THE PASSING OF EX-CHIEF W. R. JOYNER
Well Known Fire-Fighter Was Also the Mayor of Atlanta and State Fire Marshal—Thrice President of I. A. F. E.
AT the advanced age of seventy years W. R. (“Cap.”) Joyner, former chief of Atlanta, Ga., as briefly announced in the last issue of FIRE AND WATER ENGINEERING, passed awav at the Grady Hospital in that city at 6 P.M., on Monday, January 5. Chief Joyner had been suffering for some time from the infirmities of age, an especial affliction being the partial loss of his eyesight. He was taken so ill several weeks ago, that he was compelled to take to his bed. and a week before his death he was removed, at his own request, to the hospital in which he died.
“Cap” Joyner, besides being among the most efficient of firefighters, was one of the best known and best loved chiefs of the International Association of Fire Engineers. The chiefs’ national organization, in tact, gave him a signal and unique honor not conferred on any other member—that of electing him three times to the post of president, two of these being consecutive. His first elevation to this important post was at the Atlanta Convention in 1887, the second at the Atlantic City Convention in 1903, and the third at that in Chattanooga, in 1904. He was the only chief who has ever served three terms.
Chief Joyner was born in the suburbs of Marietta, Ga., on June 30, 1854. By a coincidence Former Secretary of the Treasury William G. McAdoo was born in the same house five years later. The Joyner family removed to Atlanta during the Civil War and in 1879, when only twenty-five years of age, “Cap.” Joyner was elected city marshal. He occupied this office until his appointment as chief of the fire department in 1885.
For twenty-one years Chief Joyner remained at the head of the Atlanta fire-fighting forces, and under his direction the department grew from an insignificant volunteer organization to one that was one of the best in the state.
On December 1, 1906, “Cap.” Joyner resigned as chief as he had purchased the franchise of the Atlanta Baseball Club.
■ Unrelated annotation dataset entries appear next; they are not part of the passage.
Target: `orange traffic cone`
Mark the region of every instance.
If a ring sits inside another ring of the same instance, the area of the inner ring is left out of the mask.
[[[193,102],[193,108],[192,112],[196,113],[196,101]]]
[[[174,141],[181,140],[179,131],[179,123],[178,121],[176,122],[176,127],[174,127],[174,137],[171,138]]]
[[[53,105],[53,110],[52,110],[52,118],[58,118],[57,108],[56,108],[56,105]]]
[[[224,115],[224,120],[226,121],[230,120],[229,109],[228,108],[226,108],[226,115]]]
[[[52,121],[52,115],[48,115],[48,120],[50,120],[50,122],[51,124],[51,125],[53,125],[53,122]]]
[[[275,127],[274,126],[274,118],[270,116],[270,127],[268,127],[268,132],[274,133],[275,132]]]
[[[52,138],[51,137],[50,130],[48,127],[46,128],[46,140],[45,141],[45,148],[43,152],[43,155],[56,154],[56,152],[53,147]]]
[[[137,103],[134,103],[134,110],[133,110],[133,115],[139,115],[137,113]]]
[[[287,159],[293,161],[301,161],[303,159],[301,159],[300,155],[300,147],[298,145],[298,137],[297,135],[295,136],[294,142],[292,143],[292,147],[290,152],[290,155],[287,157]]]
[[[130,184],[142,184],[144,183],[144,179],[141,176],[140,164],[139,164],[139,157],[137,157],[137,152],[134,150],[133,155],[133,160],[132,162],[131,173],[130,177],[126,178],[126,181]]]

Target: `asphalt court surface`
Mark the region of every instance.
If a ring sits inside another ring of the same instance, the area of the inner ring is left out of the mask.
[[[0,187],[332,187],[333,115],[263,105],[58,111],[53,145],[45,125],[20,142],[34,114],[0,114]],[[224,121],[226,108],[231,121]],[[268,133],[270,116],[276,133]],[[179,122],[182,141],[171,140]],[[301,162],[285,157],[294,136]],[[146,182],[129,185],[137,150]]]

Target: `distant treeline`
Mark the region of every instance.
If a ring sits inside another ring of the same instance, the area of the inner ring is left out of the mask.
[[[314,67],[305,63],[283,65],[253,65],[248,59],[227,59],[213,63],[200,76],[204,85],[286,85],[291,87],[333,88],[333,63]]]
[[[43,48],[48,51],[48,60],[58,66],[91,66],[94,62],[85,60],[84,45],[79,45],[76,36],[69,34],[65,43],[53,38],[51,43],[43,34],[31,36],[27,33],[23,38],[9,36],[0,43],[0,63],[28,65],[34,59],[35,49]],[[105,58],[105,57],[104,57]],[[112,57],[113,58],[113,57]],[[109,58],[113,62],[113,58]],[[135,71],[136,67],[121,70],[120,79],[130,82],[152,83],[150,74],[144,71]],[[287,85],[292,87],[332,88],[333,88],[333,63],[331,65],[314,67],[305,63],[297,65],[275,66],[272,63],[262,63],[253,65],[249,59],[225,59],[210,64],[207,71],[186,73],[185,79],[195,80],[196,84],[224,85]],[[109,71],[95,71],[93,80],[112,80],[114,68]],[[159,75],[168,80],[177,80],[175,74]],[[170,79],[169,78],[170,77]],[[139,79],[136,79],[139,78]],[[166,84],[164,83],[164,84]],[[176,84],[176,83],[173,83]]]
During his career as a baseball magnate he was induced to run for the post of mayor of Atlanta and was elected to that office, serving during 1907-8. In 1909 he sold his interest in the baseball team and shortly afterward was chosen as the first state fire marshal of Georgia. He retained this office until 1922, his failing eyesight compelling him to relinquish all active work. In 1917 the Atlanta fire department built a room for “Cap.” Joyner in the quarters of Engine Co. No. 8, where he lived for some time with a son who was a fireman. The chief is survived by four sons. The funeral services were held at the family burial grounds near Marietta, Ga., on January 7.